Il Questore della Provincia di Teramo, Pasquale Sorgonà ha emesso 13 nuovi provvedimenti di DASPO, di cui cinque “fuori contesto”, nei confronti di tifosi del Roseto basket. I provvedimenti fanno seguito agli episodi di violenza verificatisi l’8 ottobre scorso all’esterno del PalaMaggetti, in occasione della partita tra “Liofilchem Roseto” e “Pesaro”, conclusasi con la vittoria della squadra ospite.

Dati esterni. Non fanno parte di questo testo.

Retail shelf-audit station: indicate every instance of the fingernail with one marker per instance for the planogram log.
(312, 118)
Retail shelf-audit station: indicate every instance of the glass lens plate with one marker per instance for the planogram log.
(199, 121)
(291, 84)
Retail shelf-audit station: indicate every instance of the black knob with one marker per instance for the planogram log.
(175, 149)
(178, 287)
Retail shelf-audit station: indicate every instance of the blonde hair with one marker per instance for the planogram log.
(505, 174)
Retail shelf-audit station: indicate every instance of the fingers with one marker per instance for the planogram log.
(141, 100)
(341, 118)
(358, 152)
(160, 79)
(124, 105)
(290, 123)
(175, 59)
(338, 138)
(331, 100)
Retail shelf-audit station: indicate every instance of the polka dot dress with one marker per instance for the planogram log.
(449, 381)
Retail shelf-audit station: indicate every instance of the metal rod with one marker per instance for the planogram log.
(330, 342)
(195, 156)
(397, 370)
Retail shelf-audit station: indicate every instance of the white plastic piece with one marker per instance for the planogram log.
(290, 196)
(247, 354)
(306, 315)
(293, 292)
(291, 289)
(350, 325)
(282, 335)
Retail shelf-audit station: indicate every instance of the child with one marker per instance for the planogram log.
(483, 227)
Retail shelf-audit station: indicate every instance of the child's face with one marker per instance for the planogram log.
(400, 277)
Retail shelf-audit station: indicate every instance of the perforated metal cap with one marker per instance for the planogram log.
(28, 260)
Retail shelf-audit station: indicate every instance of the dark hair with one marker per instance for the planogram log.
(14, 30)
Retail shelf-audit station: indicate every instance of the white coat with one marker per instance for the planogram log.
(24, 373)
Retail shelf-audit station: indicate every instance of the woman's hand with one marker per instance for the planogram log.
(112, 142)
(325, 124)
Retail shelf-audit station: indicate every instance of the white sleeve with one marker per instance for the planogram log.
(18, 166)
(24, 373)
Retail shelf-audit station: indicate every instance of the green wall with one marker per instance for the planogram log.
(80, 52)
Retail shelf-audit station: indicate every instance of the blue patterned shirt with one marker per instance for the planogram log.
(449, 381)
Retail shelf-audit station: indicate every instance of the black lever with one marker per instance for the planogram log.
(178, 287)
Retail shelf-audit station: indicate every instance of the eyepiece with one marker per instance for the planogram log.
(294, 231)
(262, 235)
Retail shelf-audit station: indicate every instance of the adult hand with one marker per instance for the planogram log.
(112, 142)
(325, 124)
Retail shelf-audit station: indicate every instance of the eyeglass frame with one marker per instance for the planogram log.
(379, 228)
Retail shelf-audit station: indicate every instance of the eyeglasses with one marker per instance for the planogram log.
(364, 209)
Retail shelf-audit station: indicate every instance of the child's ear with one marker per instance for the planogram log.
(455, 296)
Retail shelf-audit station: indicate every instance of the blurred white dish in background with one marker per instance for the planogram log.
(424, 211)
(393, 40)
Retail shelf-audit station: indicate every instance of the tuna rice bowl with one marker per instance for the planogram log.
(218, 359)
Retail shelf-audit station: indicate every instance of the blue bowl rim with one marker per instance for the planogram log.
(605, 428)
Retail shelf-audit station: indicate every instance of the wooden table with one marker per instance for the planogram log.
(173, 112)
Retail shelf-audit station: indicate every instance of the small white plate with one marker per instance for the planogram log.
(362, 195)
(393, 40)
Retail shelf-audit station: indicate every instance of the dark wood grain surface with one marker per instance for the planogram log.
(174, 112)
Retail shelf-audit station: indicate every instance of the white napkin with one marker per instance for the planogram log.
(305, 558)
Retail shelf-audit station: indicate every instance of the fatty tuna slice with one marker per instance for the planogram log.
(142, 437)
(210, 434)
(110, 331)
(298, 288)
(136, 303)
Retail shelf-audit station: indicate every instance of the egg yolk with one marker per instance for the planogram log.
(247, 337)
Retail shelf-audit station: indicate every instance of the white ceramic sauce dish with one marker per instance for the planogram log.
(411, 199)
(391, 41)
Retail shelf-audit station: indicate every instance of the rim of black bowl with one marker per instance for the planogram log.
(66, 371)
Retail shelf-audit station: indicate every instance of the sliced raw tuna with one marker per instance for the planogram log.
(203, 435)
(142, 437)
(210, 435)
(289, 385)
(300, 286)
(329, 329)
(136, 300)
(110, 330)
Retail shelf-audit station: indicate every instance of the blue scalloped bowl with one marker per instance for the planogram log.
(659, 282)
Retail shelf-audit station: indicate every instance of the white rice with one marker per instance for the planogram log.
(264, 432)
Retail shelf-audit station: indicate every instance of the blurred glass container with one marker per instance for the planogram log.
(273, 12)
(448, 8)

Secondo quanto ricostruito, quella sera un gruppo composto da oltre dieci persone, con il volto coperto e armato di mazze, tubi e manganelli, aveva aggredito i militari dell’Arma dei Carabinieri impegnati nel servizio di ordine pubblico. Gli aggressori avevano accerchiato i militari e danneggiato gravemente un’auto di servizio della stazione di Cellino Attanasio, rendendola inutilizzabile. Durante gli scontri erano stati inoltre lanciati fuochi d’artificio contro le forze dell’ordine, mentre il gruppo tentava di entrare in contatto con la tifoseria avversaria, senza riuscirci.
A seguito dei fatti era stato inizialmente emesso un primo DASPO e avviate indagini che hanno portato all’identificazione di diversi giovani: otto di loro sono stati oggi raggiunti da nuovi provvedimenti. Secondo gli inquirenti, si tratterebbe di appartenenti al gruppo di estrema destra “Roseto Youth”, già segnalato per episodi di violenza sul territorio.
Le indagini hanno inoltre evidenziato l’esistenza di una chat WhatsApp, con 41 membri, nella quale venivano incitati atti di violenza e diffusi contenuti di matrice estremista, con riferimenti al fascismo e minacce rivolte a immigrati e ad altre categorie. Dalle attività investigative sono emersi ulteriori elementi che hanno portato all’emissione di altri cinque DASPO “fuori contesto”, per un totale complessivo di 14 provvedimenti.
I soggetti coinvolti non potranno accedere a manifestazioni sportive per un periodo compreso tra i due e i dieci anni, in base alla gravità delle condotte contestate.